Privacy loopholes for model poisoning: This type of attack deploys a pre-trained model to enable a membership inference attack, where the attacker wants to change the membership status of certain inputs. This can be done via a poisoning technique that increases the loss on these targeted data points. Corrupting these points can exclude them from the refinement process, causing the model to show greater loss during testing. As the model refines itself, it strengthens the memory of the data points it is trained on while gradually forgetting the poisoned data points, leading to noticeable differences in loss. The attack is performed by training the pre-trained model with a mix of clean and poisoned data, with the aim of manipulating losses to highlight discrepancies between included and excluded data points.

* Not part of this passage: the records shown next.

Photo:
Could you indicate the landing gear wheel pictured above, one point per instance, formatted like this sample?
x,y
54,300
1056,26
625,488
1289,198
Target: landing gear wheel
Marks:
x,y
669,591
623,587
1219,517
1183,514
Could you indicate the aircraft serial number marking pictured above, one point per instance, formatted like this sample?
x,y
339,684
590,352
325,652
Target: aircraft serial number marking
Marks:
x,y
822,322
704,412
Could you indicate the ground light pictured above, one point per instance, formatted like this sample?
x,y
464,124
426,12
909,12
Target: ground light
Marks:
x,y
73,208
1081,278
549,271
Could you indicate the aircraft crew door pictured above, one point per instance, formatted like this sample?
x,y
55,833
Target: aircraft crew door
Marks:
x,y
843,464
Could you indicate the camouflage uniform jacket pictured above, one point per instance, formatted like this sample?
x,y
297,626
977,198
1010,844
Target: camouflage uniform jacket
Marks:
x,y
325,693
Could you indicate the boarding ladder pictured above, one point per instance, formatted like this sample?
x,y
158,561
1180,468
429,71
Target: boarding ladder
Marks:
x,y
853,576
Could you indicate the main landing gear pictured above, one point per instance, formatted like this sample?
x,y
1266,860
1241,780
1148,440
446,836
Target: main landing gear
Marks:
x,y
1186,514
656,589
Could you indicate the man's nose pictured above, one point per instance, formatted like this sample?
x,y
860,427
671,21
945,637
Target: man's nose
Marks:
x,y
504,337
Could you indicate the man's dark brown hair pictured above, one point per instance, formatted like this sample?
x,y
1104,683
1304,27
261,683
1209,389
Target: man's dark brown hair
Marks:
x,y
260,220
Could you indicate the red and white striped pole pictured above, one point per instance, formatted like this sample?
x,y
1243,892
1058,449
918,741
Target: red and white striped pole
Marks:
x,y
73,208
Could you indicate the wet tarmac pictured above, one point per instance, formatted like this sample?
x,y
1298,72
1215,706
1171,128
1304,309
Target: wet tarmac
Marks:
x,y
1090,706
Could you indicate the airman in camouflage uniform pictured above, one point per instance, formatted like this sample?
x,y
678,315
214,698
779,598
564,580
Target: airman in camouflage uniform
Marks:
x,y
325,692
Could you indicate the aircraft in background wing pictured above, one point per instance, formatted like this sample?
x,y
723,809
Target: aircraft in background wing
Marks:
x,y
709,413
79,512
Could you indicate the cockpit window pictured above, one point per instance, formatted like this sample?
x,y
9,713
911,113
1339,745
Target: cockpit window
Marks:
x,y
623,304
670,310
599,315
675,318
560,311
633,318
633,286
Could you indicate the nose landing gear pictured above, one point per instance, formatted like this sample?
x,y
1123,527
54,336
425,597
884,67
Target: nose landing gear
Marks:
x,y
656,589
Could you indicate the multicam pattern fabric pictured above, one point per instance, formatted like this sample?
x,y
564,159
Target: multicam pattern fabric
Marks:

Preventing privacy backdoor and supply chain attacks

Some of the key measures to prevent privacy backdoors and supply chain attacks include:

Source authenticity and integrity: Always download pre-trained models from reputable sources, such as reputable platforms and organizations with strict security policies. Additionally, implement cryptographic checks, such as verifying hashes, to confirm that the model has not been tampered during distribution.
Regular audits and differential tests: Check both the code and the models regularly, paying close attention to any unusual or unauthorized changes. Additionally, perform differential testing by comparing the performance and behavior of the downloaded model against a known clean version to identify any discrepancies that could indicate a backdoor.
Model monitoring and logging: Implement real-time monitoring systems to track model behavior after deployment. Abnormal behavior may indicate the activation of a back door. Keep detailed logs of all model inputs, outputs, and interactions. These logs can be critical for forensic analysis if a backdoor is suspected.
Regular model updates: Retrain models regularly with updated data and security patches to reduce the risk of latent backdoors being exploited.

The bottom line

As AI becomes more and more embedded in our daily lives, protecting the supply chain for AI development is critical. While pre-trained models make AI more accessible and versatile, they also come with potential risks, including supply chain attacks and privacy backdoors. These vulnerabilities can expose sensitive data and the overall integrity of AI systems. To mitigate these risks, it is important to verify the sources of pre-trained models, perform regular audits, monitor model behavior, and keep models up to date. By staying alert and taking these preventative measures, we can ensure that the AI technologies we use remain safe and reliable.